Fairy liquid. It cuts grease and grime in half the time :thumb:


----------



## jenks (Apr 20, 2009)

I remember earning my pocket money washing my dads car with Turtle wax shampoo, 1 bucket and a sponge, dried with a chamois leather. 

My first cars received the same attention but with the added benefit of either turtle wax colour magic or turtle wax paste wax.

I remember having a very clean and shiny dark blue Ford Sierra sapphire that had rusted through on the rear wheel arches and bottom of the doors.
Who said you can't :buffer: a turd.


----------



## sbrocks (Jul 5, 2007)

Probably the same as most folk:
Started using anything my dad had, Turtle wax, sponge and chamois
Then got my first car:
Bought my own sponge and a few Autoglym products as I was into my cars
Then bought my first "decent" car:
Went all out with Meguiars products........
Then got a mate to machine polish my Impreza:
THIS got me into serious cleaning as I realised I couldnt achieve the finish he had without a machine polisher...and the downhill spiral continues today some 10 years later


----------



## Captain Pugwash (Mar 23, 2011)

Bucket filled with water and if I had some ...a car wash usually something like turtle wax was and wax, or some cheap other type, if not then washing up liquid 

applied with a sponge, though I did the have a another sponge for the wheels only, even had one of those brush things you put on hose and it had a small stick of wash stuff you put in the brush and applied the shampoo as you washed the car. It was dried with a towel or old (unused nappies ...cloth type lol not deposable) never really used alloy wheel cleaner even when I did have alloys ...windows was windolene or what ever was in the house.

used turtle wax polish (came in a green bottle) when I felt it needed done, and thought that was all that was needed to keep the car protected

later on (years later) I started using srp then simonize wax still use it even now, though still using a sponge and drying with a towel and applied polish etc with cut up old nappies (figured soft enough for a babies butt...good enough for car ...pure cotton !!) 

later on when instead of chrome bumpers,plastic starting being the norm it was back to black or something like that ... windolene or what ever was in the house still

was still doing that up to about 8 years ago maybe a bit longer, was when I started going to car shows and seeing all the dedicated car cleaning products starting to appear


----------



## m1pui (Jul 24, 2009)

As I said in the other thread. As a kid, washing cars with whichever member of family was doing their car, it was Turtle Wax, sponge, bucket and chamois. Most likely courtesy of what was then the automotive equivalent of todays pound shops. Remember when we upgraded and got an "as seen on TV" Super Chamois too. 

When I passed my driving test and got my own car. I was all about the Autoglym. Went to Halfords and bought the lot!
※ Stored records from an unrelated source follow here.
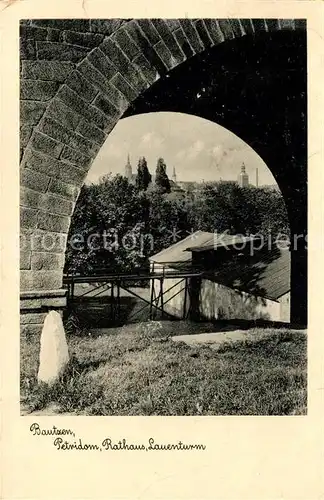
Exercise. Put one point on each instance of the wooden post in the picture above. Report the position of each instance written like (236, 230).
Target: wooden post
(112, 301)
(151, 299)
(161, 293)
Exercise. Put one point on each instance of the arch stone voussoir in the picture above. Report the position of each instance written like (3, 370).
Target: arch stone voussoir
(78, 77)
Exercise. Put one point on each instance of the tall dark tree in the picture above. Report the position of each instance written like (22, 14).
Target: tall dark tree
(161, 178)
(144, 177)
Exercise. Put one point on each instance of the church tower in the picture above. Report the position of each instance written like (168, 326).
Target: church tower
(243, 178)
(174, 176)
(128, 169)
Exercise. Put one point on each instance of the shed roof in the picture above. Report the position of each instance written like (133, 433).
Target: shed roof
(178, 252)
(267, 273)
(198, 241)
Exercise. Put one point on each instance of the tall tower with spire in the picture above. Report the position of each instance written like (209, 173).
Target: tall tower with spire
(174, 176)
(128, 169)
(243, 178)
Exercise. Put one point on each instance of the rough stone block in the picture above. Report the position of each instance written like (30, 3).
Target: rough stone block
(191, 35)
(55, 130)
(72, 156)
(36, 90)
(47, 70)
(28, 217)
(99, 61)
(105, 106)
(63, 189)
(30, 332)
(165, 55)
(226, 28)
(52, 222)
(71, 99)
(63, 24)
(89, 40)
(53, 168)
(30, 198)
(60, 51)
(285, 24)
(33, 32)
(82, 86)
(54, 35)
(27, 49)
(31, 111)
(173, 24)
(32, 301)
(34, 180)
(40, 280)
(91, 132)
(123, 64)
(126, 44)
(105, 26)
(95, 77)
(25, 133)
(300, 24)
(184, 43)
(46, 241)
(247, 26)
(63, 114)
(149, 31)
(46, 260)
(149, 72)
(169, 40)
(56, 204)
(259, 25)
(25, 260)
(121, 84)
(141, 41)
(203, 33)
(117, 98)
(237, 27)
(41, 142)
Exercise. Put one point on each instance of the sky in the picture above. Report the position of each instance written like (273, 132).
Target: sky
(199, 150)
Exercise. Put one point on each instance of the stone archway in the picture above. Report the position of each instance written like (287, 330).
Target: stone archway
(78, 78)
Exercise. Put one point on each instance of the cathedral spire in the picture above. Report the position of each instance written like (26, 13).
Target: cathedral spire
(128, 169)
(174, 176)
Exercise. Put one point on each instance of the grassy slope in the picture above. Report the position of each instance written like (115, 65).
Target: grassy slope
(138, 370)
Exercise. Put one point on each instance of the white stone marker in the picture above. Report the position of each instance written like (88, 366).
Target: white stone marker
(54, 354)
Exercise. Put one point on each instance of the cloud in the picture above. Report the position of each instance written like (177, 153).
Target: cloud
(195, 149)
(113, 150)
(152, 139)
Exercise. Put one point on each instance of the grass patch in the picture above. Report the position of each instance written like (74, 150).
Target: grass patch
(138, 370)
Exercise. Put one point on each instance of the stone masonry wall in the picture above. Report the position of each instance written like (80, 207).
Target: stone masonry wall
(77, 79)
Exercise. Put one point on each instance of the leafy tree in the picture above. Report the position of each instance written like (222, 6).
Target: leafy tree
(117, 226)
(144, 177)
(161, 177)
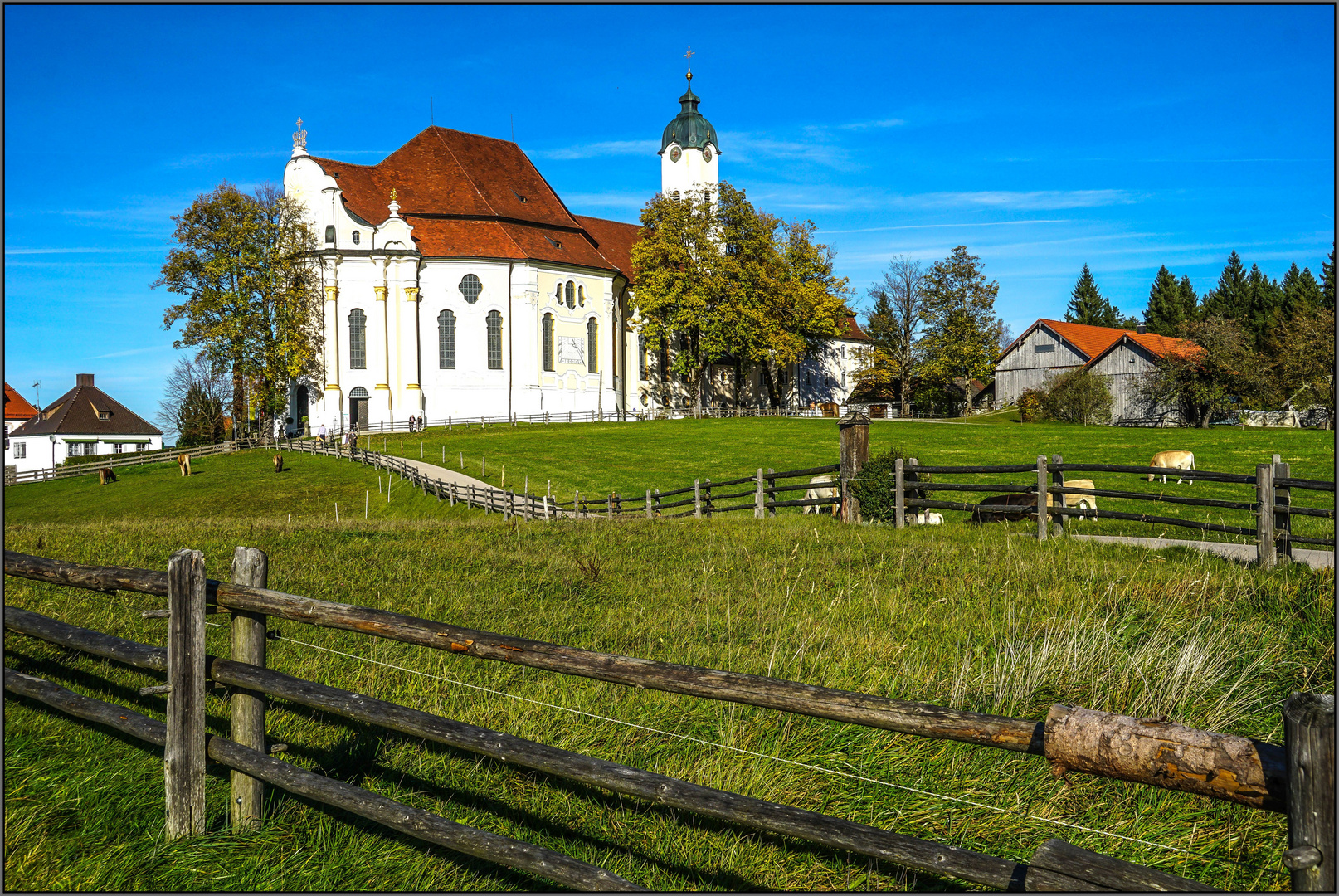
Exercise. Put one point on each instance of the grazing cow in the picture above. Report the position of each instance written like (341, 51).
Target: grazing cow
(1082, 501)
(1011, 499)
(817, 492)
(1172, 461)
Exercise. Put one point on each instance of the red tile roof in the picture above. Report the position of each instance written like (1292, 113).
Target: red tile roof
(475, 196)
(17, 407)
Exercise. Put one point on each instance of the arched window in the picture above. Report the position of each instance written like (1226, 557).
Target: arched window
(592, 331)
(446, 339)
(494, 340)
(470, 288)
(358, 339)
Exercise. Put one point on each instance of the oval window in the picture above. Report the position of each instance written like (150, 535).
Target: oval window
(470, 288)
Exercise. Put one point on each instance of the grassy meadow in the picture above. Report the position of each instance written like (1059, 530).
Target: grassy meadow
(974, 618)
Shampoo, Paint Renovator, SRP, EGP, Fast Glass and Glass Polish, Vinyl & Rubber, Foaming Interior Shampoo, Autofresh, Bumper Gel, Perfect Polishing Cloth's & AG Chamois and probably more I can't remember! Even bought the Autoglym VHS video (IIRC, it was before the Mark Evans video) to show me how to do it properly :thumb:


----------



## Junior Bear (Sep 2, 2008)

big glug of triple wax in a mop bucket and a dirty ripped up sponge!


and even back then when i was like 7-8 years old going my parents car i realised how rubbish it was


----------



## LSpec (Apr 7, 2013)

1 bucket, I sponge, circular moves  occasionally the wheels and never inside or wheel arches, never thought of cleaning door jams or door shuts.
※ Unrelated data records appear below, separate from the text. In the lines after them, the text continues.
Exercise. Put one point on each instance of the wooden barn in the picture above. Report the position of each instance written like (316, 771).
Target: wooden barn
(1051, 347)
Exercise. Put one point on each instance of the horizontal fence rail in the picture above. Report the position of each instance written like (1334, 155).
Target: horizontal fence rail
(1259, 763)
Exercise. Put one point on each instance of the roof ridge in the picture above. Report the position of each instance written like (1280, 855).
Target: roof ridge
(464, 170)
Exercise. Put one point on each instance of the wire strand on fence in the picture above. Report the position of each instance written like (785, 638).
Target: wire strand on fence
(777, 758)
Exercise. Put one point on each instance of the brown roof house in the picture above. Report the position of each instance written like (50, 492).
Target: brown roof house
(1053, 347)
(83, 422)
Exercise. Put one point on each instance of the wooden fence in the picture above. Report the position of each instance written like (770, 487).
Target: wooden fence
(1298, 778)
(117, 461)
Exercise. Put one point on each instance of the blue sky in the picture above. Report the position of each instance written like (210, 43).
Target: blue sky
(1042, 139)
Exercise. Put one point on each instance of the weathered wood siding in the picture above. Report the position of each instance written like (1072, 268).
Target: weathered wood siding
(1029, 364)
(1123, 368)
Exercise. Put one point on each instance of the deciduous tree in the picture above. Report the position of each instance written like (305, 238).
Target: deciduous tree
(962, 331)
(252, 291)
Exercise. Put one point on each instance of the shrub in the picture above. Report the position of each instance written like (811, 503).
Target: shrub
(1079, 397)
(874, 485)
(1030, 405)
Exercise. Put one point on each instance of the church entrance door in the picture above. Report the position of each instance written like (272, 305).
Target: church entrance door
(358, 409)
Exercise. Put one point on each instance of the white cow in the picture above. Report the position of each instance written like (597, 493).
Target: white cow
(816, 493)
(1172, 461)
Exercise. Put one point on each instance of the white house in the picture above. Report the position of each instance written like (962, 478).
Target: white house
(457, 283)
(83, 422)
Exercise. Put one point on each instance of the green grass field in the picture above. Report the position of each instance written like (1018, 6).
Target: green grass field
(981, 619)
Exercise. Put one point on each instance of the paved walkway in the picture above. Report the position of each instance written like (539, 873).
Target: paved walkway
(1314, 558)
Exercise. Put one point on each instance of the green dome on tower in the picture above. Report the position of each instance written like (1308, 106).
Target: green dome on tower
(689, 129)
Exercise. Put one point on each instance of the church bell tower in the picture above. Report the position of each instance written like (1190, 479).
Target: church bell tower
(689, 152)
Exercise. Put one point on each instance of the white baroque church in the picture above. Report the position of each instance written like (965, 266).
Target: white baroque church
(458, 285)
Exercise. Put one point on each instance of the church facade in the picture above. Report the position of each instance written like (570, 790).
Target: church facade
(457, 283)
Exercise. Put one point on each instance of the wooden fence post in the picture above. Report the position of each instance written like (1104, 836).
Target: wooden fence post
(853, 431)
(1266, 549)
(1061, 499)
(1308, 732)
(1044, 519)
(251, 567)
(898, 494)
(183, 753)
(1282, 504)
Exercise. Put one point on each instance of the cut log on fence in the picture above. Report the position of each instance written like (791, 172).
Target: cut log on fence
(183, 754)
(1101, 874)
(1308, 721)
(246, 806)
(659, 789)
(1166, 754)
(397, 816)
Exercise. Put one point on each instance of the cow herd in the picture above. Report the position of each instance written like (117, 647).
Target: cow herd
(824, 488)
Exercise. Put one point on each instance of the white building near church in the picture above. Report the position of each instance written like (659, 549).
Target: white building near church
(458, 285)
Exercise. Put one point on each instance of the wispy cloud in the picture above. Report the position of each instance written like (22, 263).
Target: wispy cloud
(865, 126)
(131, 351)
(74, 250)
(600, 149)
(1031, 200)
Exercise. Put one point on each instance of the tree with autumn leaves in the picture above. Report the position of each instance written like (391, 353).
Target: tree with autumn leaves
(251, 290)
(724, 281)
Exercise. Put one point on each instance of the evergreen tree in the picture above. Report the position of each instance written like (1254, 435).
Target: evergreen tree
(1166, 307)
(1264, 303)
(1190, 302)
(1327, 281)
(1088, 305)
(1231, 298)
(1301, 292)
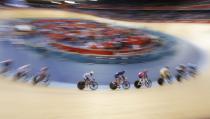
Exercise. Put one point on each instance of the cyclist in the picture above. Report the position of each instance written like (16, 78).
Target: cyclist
(42, 76)
(165, 73)
(22, 71)
(143, 75)
(6, 65)
(181, 69)
(119, 77)
(88, 77)
(192, 69)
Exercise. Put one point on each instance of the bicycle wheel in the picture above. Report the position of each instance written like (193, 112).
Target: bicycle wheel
(81, 85)
(148, 83)
(113, 85)
(126, 85)
(137, 84)
(93, 85)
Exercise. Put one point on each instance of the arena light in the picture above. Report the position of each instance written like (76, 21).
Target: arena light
(70, 2)
(55, 2)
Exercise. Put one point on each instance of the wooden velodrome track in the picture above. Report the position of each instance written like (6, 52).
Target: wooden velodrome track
(187, 100)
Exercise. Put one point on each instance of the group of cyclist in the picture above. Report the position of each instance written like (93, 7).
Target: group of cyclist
(120, 79)
(165, 75)
(23, 71)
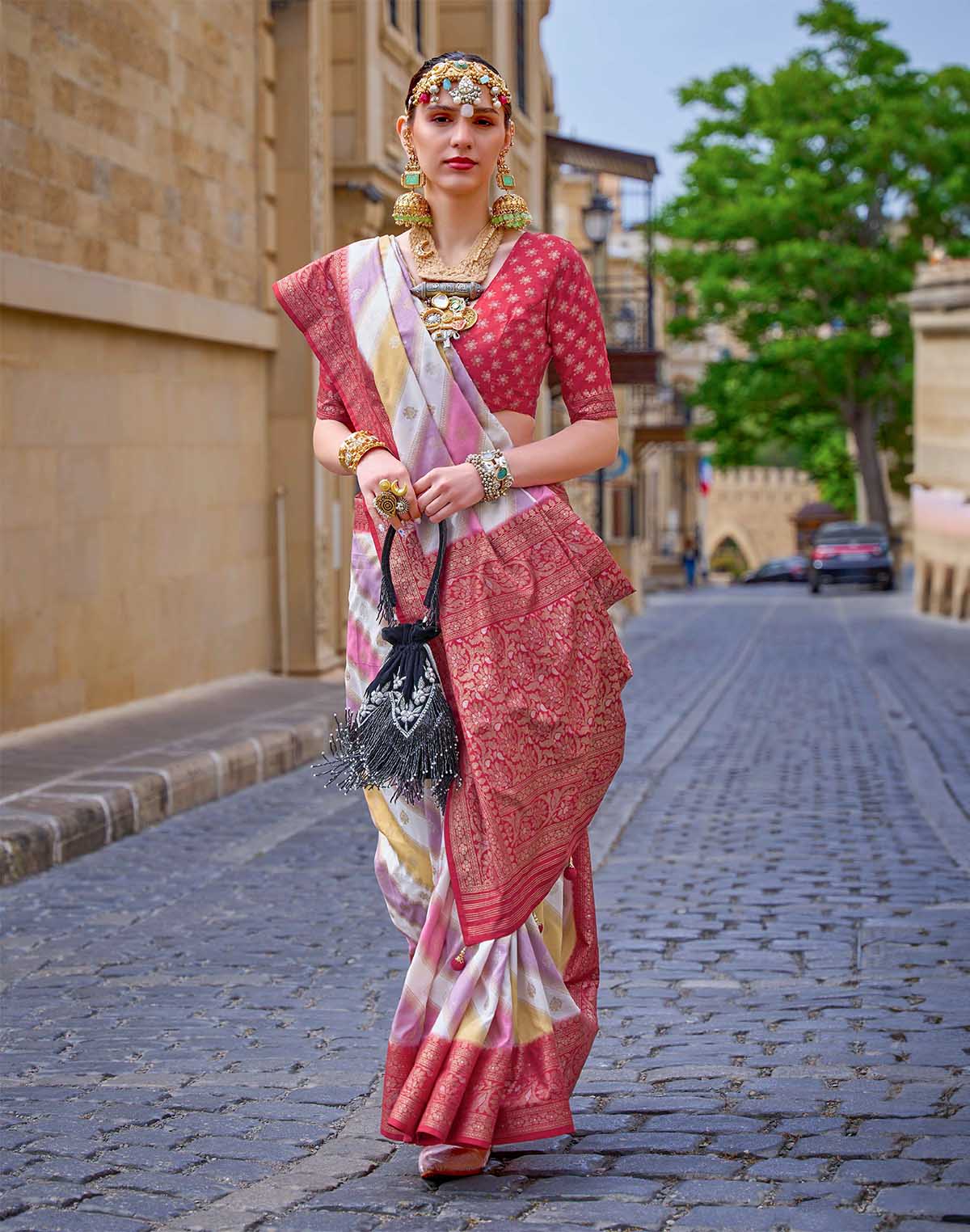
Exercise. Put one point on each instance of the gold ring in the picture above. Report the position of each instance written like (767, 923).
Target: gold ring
(385, 502)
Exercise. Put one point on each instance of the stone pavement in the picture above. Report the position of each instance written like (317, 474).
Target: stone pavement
(196, 1020)
(77, 785)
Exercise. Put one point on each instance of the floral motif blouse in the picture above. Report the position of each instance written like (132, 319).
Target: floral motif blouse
(542, 305)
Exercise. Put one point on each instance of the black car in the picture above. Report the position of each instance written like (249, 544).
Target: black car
(782, 568)
(850, 552)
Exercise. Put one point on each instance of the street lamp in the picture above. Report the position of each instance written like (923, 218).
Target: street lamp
(624, 327)
(598, 218)
(597, 222)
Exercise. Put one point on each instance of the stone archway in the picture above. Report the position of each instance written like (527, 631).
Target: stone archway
(734, 534)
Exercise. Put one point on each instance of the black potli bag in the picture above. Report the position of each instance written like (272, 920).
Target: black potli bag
(404, 731)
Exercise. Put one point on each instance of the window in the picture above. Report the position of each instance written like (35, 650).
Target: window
(521, 56)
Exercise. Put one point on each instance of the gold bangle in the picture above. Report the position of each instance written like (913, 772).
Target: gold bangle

kind of car wash type but a little care... if that exist


----------



## -Raven- (Aug 26, 2010)

Local car wash with the broom. I used to pride myself on how quick I could clean it with using the least amount of coins! :lol:

That all changed when I bought my first new car......


----------



## Paul04 (Jul 26, 2013)

-Raven- said:


> Local car wash with the broom. I used to pride myself on how quick I could clean it with using the least amount of coins! :lol:
> 
> That all changed when I bought my first new car......


:lol:

I was the same, jet wash at the local petrol station using the least amonut of coins


----------



## Kiashuma (May 4, 2011)

I used turtle wax wash and wax & turtle wax colour magic. One bucket and a funny sponge from Halfords that had a section on black on the back. Good it was too


----------



## fatboi567 (Oct 27, 2009)

I used to pay the roadside "super hand car wash! No brushes used, no scratching!" What a fool haha


----------



## Scrooge (Jun 27, 2012)

Bosnians.


----------



## richard56 (Sep 29, 2013)

Turtle wax and sponges! Now that is OCD.
I went with the No bucket method.
Nylon wash brush connected to the
garden hose. Then drag over the car's roof to do the far side.


----------



## Jdudley90 (Mar 13, 2011)

Sponge, bucket, turtlewax triplewax shampoo or something and a chamois.
My mum washes her Volvo the same way and I have to say she keeps it very tidy the clear coat must be ceramic because there are very little swirls for a 2 year old car.


----------



## AaronGTi (Nov 2, 2010)

£5 car washes


----------



## Rayner (Aug 16, 2012)

Used to wash my dads cars with AG products, shampoo and of course where it all started the famous Srp. Then used his old rotary on my first car with a good ole dollop of G3 and finished with Srp, remember someone saying 'how the #### did you manage to get that old skip looking that good'  and since then I've craved the good comments.....


----------



## Marve (Jul 5, 2013)

Local swirl wash for me. I wonder how many £10's I spent over the years.


----------



## mike41 (Apr 5, 2011)

Always used Autoglym,nothing wrong with it I know,just because my old man did. 
I had the red bag for ages, replacing like for like whenever something was finished. Thought I was looking after the car properly, but didnt realise the damage I was doing using it with the wifes mop bucket, an old sponge and chamois, chucking the remains of the dirty water over the roof to 'rinse'. I rarely bothered cleaning wheels, arches or door shuts. Also used old t-shirts, tea towels and whatever else came to hand for polishing!
Mike


----------



## Christian6984 (Dec 20, 2007)

One bucket, sponge. No tar removal or claying. Straight to AG SRP and that was it. That was 10 years ago now when I was 17. My dad did always teach me to wash out the door and boot shuts every time though. He does still give me funny looks when I say it will take me at least and hour to wash. Can't set any records these days having to fill 3 buckets, get the power washer out and the extension cable. Fill the snow foam bottle etc etc


----------



## Samba1360 (Jun 3, 2012)

I can remember way back in about 1981 when I got my first new company car, Ford Cortina 1.6L estate, and cleaning it 2-3 times a week with no more than a bucket, sponge and hose, don't recall using anything more than Fairy Liquid, as in those days it was that was the done thing.
I did polish/wax it occasionally with I think Turtle Wax, as this was about all there was, as the likes of Auto Glym was trade only and you just could not buy it.
I remember going in a car accessory shop and asking if they had any tyre black and being told "what to you want that for", in those days it was just called keeping your car clean.


----------



## mlgt (Apr 11, 2008)

As with alot of others. Washing fathers car.
Ice cream tub full of washing up liquid and a sponge. bristle brush to wash the alloys.
Hand towel to dry it. I remember washing my dads ford, then later he had a capri.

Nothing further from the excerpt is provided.